Our first Java program demonstrates working with strings and characters. Java strings are sequences of characters, and characters are represented by the char type. Unlike Go, Java doesn’t have a separate concept of “runes”, but it does use Unicode internally.

import java.nio.charset.StandardCharsets;

public class StringsAndChars {
    public static void main(String[] args) {
        // s is a String assigned a literal value
        // representing the word "hello" in the Thai language.
        // Java string literals are UTF-16 encoded internally.
        final String s = "สวัสดี";

        // This will produce the length of the string in characters.
        System.out.println("Len: " + s.length());

        // We can get the raw bytes of the UTF-8 representation
        byte[] utf8Bytes = s.getBytes(StandardCharsets.UTF_8);
        System.out.print("UTF-8 bytes: ");
        for (byte b : utf8Bytes) {
            System.out.printf("%x ", b);
        }
        System.out.println();

        // To count how many characters are in a string, we can use
        // the length() method. Note that some Unicode characters
        // might be represented by surrogate pairs in Java, which
        // would count as two chars.
        System.out.println("Character count: " + s.length());

        // We can iterate over each character in the string
        for (int i = 0; i < s.length(); i++) {
            System.out.printf("U+%04X starts at %d\n", (int)s.charAt(i), i);
        }

        // We can also use a for-each loop to iterate over the characters
        System.out.println("\nUsing for-each loop");
        for (char c : s.toCharArray()) {
            System.out.printf("U+%04X\n", (int)c);
        }

        // This demonstrates passing a char value to a function
        for (char c : s.toCharArray()) {
            examineChar(c);
        }
    }

    private static void examineChar(char c) {
        // We can compare a char value to a char literal directly
        if (c == 't') {
            System.out.println("found tee");
        } else if (c == 'ส') {
            System.out.println("found so sua");
        }
    }
}

To run this program, save it as StringsAndChars.java, compile it with javac StringsAndChars.java, and then run it with java StringsAndChars.
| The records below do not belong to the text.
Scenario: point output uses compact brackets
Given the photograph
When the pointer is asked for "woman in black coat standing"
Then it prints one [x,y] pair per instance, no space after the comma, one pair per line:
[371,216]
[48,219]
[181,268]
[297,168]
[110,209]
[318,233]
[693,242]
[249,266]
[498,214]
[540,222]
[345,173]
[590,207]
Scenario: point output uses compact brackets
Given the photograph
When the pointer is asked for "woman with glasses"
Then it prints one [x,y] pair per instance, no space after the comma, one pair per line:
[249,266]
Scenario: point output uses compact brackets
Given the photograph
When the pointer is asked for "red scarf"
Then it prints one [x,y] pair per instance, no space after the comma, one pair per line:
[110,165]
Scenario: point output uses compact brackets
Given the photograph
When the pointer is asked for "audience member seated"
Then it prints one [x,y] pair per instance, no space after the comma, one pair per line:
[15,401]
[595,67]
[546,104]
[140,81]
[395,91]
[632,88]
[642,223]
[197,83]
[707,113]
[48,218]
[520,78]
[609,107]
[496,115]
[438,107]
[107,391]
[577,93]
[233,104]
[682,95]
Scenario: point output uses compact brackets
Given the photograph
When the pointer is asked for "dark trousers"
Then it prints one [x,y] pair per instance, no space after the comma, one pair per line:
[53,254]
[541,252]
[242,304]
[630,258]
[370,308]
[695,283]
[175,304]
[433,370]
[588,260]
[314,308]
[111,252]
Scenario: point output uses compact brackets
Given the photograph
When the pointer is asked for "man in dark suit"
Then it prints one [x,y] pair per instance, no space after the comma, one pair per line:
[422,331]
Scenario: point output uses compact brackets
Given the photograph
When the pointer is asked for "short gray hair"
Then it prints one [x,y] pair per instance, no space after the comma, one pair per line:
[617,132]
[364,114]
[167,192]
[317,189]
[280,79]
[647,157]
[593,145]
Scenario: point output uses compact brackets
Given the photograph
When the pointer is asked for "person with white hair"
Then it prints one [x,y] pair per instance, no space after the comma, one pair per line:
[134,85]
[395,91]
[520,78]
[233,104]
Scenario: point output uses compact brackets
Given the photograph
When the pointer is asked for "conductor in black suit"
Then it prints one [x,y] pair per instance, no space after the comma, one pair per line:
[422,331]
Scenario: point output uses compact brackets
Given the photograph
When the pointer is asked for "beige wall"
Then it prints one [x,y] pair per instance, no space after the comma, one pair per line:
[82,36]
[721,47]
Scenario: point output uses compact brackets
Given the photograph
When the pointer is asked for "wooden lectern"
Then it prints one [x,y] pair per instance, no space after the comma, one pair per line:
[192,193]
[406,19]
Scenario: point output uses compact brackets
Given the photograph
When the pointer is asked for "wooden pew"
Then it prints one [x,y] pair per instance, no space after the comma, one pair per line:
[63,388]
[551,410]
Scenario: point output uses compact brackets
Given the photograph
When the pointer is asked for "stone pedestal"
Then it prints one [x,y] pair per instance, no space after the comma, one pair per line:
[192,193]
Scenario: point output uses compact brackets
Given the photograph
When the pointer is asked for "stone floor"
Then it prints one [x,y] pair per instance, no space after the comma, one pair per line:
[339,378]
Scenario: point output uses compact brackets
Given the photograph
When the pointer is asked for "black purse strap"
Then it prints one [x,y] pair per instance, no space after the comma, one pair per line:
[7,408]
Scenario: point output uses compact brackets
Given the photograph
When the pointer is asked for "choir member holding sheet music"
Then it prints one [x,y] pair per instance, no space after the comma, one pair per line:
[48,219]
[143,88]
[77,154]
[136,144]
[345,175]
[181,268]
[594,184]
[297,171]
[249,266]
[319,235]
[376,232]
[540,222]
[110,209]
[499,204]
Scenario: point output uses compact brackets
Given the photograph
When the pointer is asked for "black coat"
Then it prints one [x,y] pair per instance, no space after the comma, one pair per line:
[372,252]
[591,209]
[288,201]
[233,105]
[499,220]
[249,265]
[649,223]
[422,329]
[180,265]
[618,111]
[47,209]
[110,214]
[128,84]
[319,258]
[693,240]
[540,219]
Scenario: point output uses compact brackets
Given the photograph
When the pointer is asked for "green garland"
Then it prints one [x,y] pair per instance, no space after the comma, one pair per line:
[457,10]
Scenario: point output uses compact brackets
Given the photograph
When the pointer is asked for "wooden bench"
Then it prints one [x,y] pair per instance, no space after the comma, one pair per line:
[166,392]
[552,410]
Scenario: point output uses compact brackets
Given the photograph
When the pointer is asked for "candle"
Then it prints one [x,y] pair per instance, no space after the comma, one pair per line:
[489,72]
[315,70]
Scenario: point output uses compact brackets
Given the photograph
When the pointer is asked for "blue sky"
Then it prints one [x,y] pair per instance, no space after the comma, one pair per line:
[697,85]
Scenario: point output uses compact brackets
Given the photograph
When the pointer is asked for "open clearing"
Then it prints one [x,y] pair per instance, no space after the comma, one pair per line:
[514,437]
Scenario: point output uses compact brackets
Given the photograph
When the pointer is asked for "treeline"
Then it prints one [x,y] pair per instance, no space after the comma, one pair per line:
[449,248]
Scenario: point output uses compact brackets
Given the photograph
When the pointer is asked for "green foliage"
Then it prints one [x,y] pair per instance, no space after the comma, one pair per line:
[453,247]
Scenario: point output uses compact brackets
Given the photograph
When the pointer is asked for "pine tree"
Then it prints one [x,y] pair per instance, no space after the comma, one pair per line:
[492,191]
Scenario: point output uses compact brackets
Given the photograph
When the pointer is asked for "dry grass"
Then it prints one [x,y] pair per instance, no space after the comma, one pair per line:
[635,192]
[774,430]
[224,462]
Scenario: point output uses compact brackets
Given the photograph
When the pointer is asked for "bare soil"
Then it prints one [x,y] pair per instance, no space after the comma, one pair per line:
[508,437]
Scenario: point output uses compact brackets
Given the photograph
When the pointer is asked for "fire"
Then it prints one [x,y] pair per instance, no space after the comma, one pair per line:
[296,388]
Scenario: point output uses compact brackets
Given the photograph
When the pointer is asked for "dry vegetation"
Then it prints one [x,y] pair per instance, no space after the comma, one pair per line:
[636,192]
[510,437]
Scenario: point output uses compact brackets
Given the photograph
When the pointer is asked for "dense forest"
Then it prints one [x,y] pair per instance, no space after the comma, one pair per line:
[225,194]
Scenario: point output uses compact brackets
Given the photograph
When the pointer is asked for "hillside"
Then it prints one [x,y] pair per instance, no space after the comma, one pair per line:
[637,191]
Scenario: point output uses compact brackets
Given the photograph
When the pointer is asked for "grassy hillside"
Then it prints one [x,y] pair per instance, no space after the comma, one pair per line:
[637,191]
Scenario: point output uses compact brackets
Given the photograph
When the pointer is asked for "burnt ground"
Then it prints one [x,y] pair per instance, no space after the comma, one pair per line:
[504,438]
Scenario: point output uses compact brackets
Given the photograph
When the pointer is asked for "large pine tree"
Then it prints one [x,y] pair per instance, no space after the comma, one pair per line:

The output will be similar to:

Len: 6
UTF-8 bytes: e0 b8 aa e0 b8 a7 e0 b8 b1 e0 b8 aa e0 b8 94 e0 b8 b5 
Character count: 6
U+0E2A starts at 0
U+0E27 starts at 1
U+0E31 starts at 2
U+0E2A starts at 3
U+0E14 starts at 4
U+0E35 starts at 5

Using for-each loop
U+0E2A
U+0E27
U+0E31
U+0E2A
U+0E14
U+0E35
found so sua
found so sua

This Java code demonstrates similar concepts to the original example, but with Java-specific syntax and methods. Note that Java uses UTF-16 encoding internally for strings, which is different from Go’s UTF-8 encoding. This can lead to some differences in how characters are handled, especially for characters outside the Basic Multilingual Plane.